昨日、日本銀行が決済レポートにおいて、銀行の決済手数料をサブスクリプション化することを提案した資料を公開しました。
https://www.boj.or.jp/research/brp/psr/data/psrb200210.pdf

要旨は下記の通りです。
・日本は、銀行の決済サービスを利用する都度課金する個別課金システムになっている。個別課金システムは銀行口座維持手数料がかからないため、多くの人が口座を持ちやすい
・一方で、決済サービスの手数料は高めに設定されており、決済サービスの利用が十分に広まらず、社会として便益を得られていない
・海外では、口座維持手数料を払うことで何度でも送金できる定額課金制や、基本使用料を取ったうえで利用頻度によって手数料を変動させる二部課金制が取られている。定額で費用が発生するが、これによって決済サービスの利用が増加し、決済サービスを社会全体で享受できる
・口座維持手数料を取ることを考えている銀行が多いが、急げば予想以上に口座解約が発生する可能性があるので慎重に

おおむね同意するのですが、気になる点を記載しておきます。

既に個人間送金サービスは日本国内に存在するが…

まず、気になったのが「決済手数料が無料になる」ことで「決済サービスの利用が増加」という記載。
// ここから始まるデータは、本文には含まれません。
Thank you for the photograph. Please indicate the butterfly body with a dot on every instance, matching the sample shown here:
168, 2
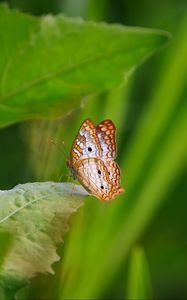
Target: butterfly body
92, 160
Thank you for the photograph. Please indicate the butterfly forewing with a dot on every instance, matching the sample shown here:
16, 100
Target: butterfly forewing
106, 134
92, 160
86, 143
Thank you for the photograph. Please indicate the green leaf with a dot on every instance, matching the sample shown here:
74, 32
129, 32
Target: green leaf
139, 282
48, 64
5, 242
37, 215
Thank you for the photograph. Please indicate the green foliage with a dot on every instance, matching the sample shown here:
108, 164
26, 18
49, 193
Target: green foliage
36, 215
49, 64
139, 282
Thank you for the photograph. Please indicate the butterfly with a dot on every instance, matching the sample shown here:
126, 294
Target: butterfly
92, 160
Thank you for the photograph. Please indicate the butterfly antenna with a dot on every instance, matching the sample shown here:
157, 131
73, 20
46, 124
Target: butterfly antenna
61, 149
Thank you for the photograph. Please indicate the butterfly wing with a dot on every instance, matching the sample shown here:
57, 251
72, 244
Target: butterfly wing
114, 173
86, 144
93, 174
106, 134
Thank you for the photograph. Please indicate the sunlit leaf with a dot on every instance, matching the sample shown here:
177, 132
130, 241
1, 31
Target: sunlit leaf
49, 64
37, 215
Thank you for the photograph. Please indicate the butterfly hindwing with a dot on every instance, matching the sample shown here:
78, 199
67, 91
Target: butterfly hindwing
92, 160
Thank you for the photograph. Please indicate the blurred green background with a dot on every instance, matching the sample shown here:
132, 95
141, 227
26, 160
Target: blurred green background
136, 246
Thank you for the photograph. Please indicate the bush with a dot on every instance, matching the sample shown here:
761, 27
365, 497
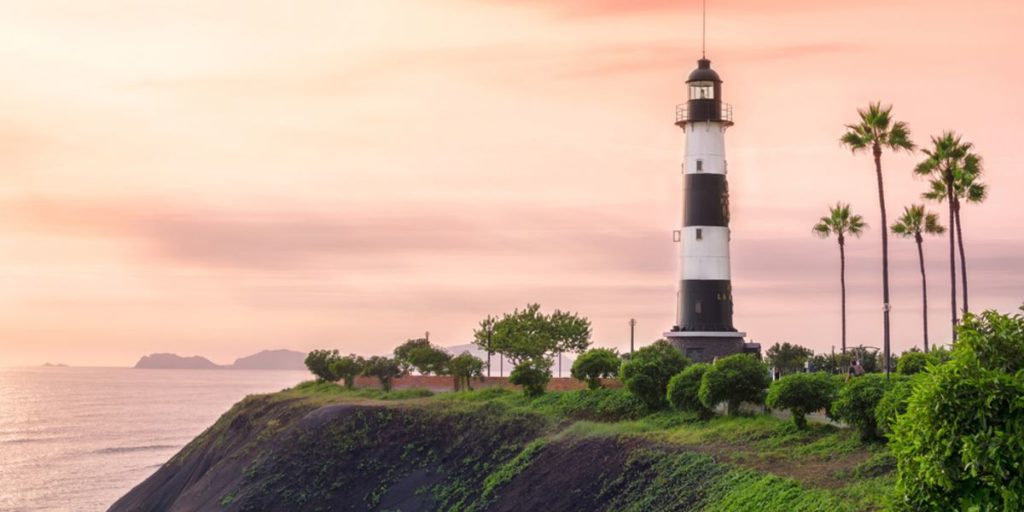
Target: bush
856, 402
802, 393
961, 443
646, 374
733, 380
911, 361
684, 389
532, 375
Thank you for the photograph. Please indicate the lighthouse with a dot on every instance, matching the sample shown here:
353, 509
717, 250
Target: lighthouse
704, 327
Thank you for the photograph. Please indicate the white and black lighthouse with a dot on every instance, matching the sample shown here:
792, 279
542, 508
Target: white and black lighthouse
704, 327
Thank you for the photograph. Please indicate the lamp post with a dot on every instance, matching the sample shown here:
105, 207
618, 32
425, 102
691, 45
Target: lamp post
633, 325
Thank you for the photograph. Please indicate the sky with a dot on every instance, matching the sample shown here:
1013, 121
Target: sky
220, 177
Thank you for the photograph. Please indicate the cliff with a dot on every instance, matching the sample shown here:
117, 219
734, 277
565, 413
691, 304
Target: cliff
317, 448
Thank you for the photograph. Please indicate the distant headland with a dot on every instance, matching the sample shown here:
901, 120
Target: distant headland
266, 359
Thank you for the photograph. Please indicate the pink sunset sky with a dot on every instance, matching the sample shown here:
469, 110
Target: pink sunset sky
220, 177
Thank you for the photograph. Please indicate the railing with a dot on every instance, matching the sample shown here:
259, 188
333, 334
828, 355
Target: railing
683, 113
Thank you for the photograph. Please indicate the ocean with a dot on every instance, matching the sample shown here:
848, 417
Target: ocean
78, 438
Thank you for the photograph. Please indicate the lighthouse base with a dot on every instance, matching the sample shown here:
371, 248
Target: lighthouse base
708, 346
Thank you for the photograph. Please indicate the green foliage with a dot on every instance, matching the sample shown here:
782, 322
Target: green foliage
595, 365
318, 363
384, 369
532, 375
802, 393
786, 357
961, 443
464, 368
529, 334
733, 380
423, 356
347, 369
647, 373
856, 402
684, 389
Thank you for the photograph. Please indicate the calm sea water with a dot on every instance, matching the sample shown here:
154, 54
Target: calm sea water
79, 438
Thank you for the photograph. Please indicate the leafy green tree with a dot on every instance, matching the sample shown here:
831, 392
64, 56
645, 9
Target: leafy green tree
532, 375
684, 390
877, 131
529, 334
734, 379
423, 356
787, 358
841, 222
347, 369
647, 373
955, 171
595, 365
384, 369
961, 443
318, 363
464, 368
914, 223
856, 402
802, 394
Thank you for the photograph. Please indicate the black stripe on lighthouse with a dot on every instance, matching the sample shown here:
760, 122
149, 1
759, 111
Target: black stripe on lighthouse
707, 200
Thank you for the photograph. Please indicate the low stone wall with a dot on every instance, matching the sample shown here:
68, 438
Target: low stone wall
444, 383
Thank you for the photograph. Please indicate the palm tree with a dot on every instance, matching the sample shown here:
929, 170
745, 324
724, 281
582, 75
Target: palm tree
950, 157
967, 188
841, 222
914, 223
876, 131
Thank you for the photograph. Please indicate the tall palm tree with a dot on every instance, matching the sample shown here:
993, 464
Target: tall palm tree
948, 158
841, 223
876, 131
967, 188
915, 222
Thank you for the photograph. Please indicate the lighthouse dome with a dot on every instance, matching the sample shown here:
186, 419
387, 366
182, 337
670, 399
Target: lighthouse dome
704, 73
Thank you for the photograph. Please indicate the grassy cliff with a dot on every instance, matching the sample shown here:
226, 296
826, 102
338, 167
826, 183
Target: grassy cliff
320, 448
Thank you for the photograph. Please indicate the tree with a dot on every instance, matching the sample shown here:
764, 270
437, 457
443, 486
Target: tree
787, 358
958, 445
423, 356
955, 173
464, 368
384, 369
802, 393
914, 223
318, 363
647, 372
532, 375
876, 131
595, 365
734, 379
684, 390
347, 369
528, 334
841, 222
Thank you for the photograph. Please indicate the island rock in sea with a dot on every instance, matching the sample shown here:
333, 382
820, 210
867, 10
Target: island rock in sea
175, 361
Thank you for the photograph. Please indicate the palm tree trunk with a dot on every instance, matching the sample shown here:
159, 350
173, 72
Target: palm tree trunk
924, 288
952, 253
885, 256
960, 242
842, 284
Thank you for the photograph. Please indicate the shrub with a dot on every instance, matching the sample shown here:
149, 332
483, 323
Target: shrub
594, 365
958, 445
646, 374
802, 393
532, 375
911, 361
856, 402
684, 390
733, 380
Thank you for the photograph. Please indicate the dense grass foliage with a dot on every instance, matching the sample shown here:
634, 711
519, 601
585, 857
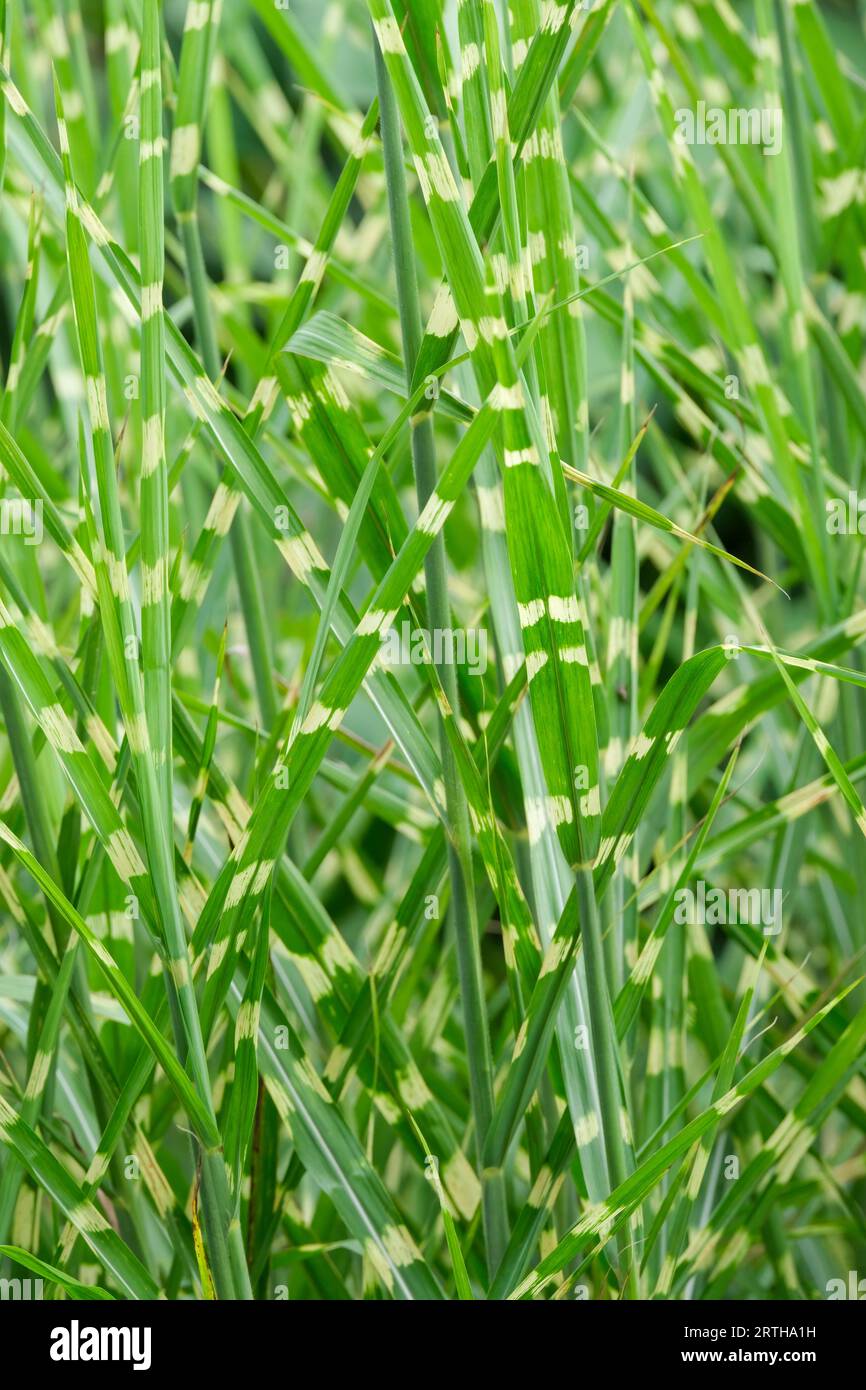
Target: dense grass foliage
431, 677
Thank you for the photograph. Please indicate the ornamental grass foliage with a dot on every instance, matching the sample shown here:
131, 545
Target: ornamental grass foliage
431, 681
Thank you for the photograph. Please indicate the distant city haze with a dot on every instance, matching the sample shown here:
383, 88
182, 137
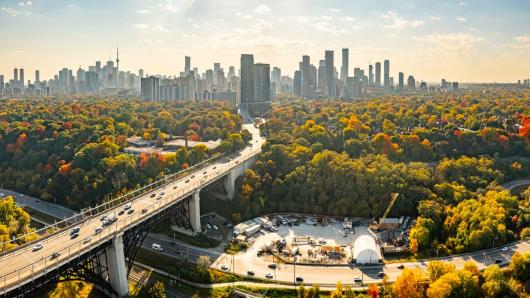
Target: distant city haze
467, 41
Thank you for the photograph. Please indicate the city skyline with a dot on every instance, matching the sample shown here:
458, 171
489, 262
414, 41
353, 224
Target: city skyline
469, 41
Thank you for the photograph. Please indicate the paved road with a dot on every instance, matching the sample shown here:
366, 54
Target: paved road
22, 263
178, 249
47, 208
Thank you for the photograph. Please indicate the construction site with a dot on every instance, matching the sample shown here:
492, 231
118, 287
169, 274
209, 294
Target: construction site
313, 239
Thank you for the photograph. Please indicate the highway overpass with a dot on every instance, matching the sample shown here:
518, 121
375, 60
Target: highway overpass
105, 258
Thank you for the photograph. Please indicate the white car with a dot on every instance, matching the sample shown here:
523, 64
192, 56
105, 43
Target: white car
37, 246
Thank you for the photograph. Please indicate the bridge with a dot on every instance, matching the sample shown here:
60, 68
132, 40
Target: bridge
104, 251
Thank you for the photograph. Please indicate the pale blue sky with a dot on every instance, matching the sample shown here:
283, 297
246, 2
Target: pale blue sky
474, 40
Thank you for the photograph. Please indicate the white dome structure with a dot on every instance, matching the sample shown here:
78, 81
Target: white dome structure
365, 250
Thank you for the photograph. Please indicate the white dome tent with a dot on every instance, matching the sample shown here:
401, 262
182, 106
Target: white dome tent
365, 250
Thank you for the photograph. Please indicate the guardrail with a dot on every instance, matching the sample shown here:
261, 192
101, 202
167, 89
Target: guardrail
20, 275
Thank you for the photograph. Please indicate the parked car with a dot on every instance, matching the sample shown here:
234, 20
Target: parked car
37, 246
157, 247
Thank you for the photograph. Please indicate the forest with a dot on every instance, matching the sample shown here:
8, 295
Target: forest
446, 155
70, 151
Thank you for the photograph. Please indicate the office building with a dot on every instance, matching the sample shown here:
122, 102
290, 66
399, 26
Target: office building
305, 77
329, 89
344, 68
386, 74
411, 83
401, 78
247, 79
187, 65
150, 89
370, 75
261, 82
378, 74
21, 84
297, 87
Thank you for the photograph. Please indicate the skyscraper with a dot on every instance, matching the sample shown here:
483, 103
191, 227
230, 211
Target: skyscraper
262, 82
150, 89
21, 84
401, 81
247, 79
387, 74
345, 63
411, 83
305, 79
370, 75
378, 74
187, 64
329, 89
297, 84
15, 77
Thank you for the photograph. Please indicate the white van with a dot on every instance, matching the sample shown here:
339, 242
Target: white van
157, 246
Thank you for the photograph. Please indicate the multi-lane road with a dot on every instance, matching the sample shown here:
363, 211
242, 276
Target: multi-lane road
23, 263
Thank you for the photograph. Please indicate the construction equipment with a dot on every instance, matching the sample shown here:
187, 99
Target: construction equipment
393, 198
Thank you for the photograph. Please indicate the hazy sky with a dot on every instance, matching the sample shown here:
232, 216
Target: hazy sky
470, 40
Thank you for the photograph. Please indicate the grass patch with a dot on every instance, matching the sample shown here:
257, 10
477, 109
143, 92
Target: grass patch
164, 227
77, 289
181, 267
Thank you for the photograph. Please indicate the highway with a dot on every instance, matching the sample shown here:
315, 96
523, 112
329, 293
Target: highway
22, 263
50, 209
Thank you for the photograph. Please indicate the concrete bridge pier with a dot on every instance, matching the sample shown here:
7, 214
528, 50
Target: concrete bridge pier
117, 270
195, 212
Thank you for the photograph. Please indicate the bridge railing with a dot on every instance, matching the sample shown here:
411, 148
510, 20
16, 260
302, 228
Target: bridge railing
54, 229
77, 248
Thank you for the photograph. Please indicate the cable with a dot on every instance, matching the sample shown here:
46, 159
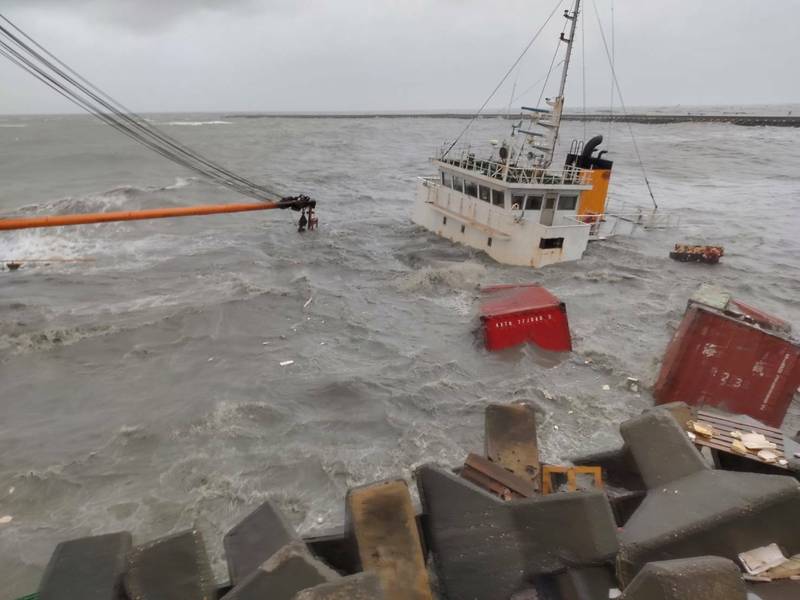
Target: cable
583, 69
90, 98
622, 105
502, 81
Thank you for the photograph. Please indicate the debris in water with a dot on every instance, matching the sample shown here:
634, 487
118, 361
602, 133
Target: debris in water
706, 254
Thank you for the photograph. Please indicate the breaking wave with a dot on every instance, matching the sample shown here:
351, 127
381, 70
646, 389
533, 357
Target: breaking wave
457, 276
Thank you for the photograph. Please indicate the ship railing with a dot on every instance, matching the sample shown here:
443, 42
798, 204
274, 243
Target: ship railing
609, 224
465, 159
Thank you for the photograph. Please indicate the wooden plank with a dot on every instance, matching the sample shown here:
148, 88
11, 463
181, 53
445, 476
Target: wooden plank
381, 517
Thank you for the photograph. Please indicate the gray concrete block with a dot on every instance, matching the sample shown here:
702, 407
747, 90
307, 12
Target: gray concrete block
696, 511
362, 586
287, 572
784, 589
661, 449
488, 549
253, 540
88, 568
175, 567
704, 577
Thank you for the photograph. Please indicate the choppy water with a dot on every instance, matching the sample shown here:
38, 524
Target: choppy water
143, 391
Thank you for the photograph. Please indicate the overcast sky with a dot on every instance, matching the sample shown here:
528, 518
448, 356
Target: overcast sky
350, 55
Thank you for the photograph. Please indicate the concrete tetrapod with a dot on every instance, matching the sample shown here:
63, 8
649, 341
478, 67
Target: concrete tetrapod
253, 540
88, 568
487, 549
692, 510
699, 578
287, 572
175, 567
362, 586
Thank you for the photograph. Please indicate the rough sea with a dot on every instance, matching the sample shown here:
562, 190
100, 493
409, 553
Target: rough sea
142, 389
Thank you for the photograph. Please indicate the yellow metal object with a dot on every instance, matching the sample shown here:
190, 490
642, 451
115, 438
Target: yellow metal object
593, 202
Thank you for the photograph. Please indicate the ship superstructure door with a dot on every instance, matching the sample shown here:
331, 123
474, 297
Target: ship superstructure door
548, 209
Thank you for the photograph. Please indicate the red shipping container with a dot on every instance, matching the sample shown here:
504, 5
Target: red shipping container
514, 314
731, 356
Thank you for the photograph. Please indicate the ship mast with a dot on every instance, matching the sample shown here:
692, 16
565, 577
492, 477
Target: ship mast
550, 121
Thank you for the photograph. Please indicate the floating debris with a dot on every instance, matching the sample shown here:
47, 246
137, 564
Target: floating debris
705, 254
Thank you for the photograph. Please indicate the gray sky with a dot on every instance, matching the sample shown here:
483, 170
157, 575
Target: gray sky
335, 55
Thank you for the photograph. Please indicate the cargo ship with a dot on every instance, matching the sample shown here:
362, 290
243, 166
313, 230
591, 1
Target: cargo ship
515, 205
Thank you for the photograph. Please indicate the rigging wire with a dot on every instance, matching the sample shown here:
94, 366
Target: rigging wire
622, 106
613, 62
90, 98
503, 80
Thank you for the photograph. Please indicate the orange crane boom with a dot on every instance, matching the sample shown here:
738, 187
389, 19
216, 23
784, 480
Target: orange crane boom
295, 203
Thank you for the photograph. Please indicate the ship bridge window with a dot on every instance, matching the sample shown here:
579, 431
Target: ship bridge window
498, 198
533, 203
551, 243
567, 202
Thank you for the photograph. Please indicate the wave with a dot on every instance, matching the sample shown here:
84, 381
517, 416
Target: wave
462, 276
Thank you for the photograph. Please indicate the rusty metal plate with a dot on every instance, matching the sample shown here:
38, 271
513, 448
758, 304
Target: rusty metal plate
382, 520
496, 479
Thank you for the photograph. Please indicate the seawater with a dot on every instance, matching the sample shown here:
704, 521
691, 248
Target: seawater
143, 391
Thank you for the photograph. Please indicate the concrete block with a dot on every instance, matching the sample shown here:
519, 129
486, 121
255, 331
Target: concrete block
589, 583
655, 437
88, 568
257, 537
691, 510
287, 572
704, 577
336, 548
488, 549
775, 590
170, 568
511, 440
362, 586
382, 521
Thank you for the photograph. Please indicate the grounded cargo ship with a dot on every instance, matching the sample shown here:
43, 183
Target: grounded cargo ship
514, 205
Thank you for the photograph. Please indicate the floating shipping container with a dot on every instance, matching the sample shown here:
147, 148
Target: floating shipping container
731, 356
515, 314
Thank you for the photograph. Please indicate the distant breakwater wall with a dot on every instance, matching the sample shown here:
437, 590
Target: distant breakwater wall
647, 119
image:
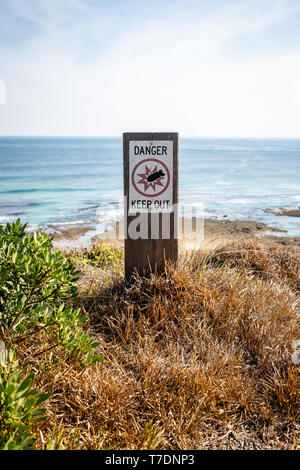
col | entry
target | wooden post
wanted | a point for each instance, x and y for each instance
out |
(151, 201)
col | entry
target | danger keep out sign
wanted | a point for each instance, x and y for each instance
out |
(150, 176)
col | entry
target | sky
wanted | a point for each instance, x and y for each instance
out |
(207, 68)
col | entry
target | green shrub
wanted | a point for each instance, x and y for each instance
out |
(19, 406)
(102, 256)
(36, 290)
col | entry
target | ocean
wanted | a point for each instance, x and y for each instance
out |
(64, 181)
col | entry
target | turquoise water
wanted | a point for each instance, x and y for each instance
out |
(63, 180)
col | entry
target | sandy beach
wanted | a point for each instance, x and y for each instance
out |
(216, 233)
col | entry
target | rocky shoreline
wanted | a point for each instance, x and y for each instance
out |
(215, 233)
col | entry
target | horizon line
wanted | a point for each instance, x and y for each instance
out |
(120, 136)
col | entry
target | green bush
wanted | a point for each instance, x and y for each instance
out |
(19, 406)
(36, 292)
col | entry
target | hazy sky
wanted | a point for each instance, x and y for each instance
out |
(102, 67)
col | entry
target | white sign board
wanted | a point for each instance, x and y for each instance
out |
(150, 176)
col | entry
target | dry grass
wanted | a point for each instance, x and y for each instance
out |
(199, 358)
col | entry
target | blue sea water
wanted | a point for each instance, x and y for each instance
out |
(63, 180)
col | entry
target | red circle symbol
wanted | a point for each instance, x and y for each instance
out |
(145, 172)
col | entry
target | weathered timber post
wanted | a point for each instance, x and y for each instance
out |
(151, 201)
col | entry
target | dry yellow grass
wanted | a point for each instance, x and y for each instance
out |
(199, 358)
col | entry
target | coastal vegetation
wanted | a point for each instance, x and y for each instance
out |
(200, 357)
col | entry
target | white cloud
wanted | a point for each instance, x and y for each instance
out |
(165, 73)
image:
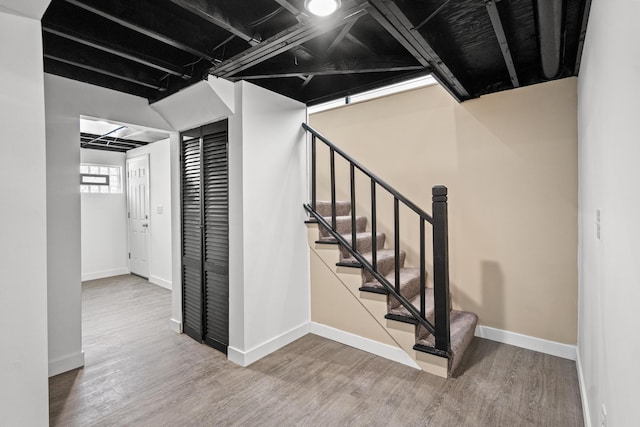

確かに、決済手数料(主に振込手数料)が無料になれば決済サービスの利用が増加しそうです。
この記載はアメリカで現在流行している個人間送金サービス(P2Pサービス)業者間の競争を意識して書かれているようです。

『Venmo』vs『Zelle』

jp.techcrunch.com
アメリカでは2000年代末に個人間での送金が無料で行われるサービス『Venmo』がリリースされ、その後Venmo に顧客を奪われることを危惧した米大手金融機関が連合で『Zelle』という同様の個人間送金サービスがリリースされたという経緯があります。
この『Venmo』の流行が日本でも起これば、日本の銀行も同様に収益悪化が見込まれます。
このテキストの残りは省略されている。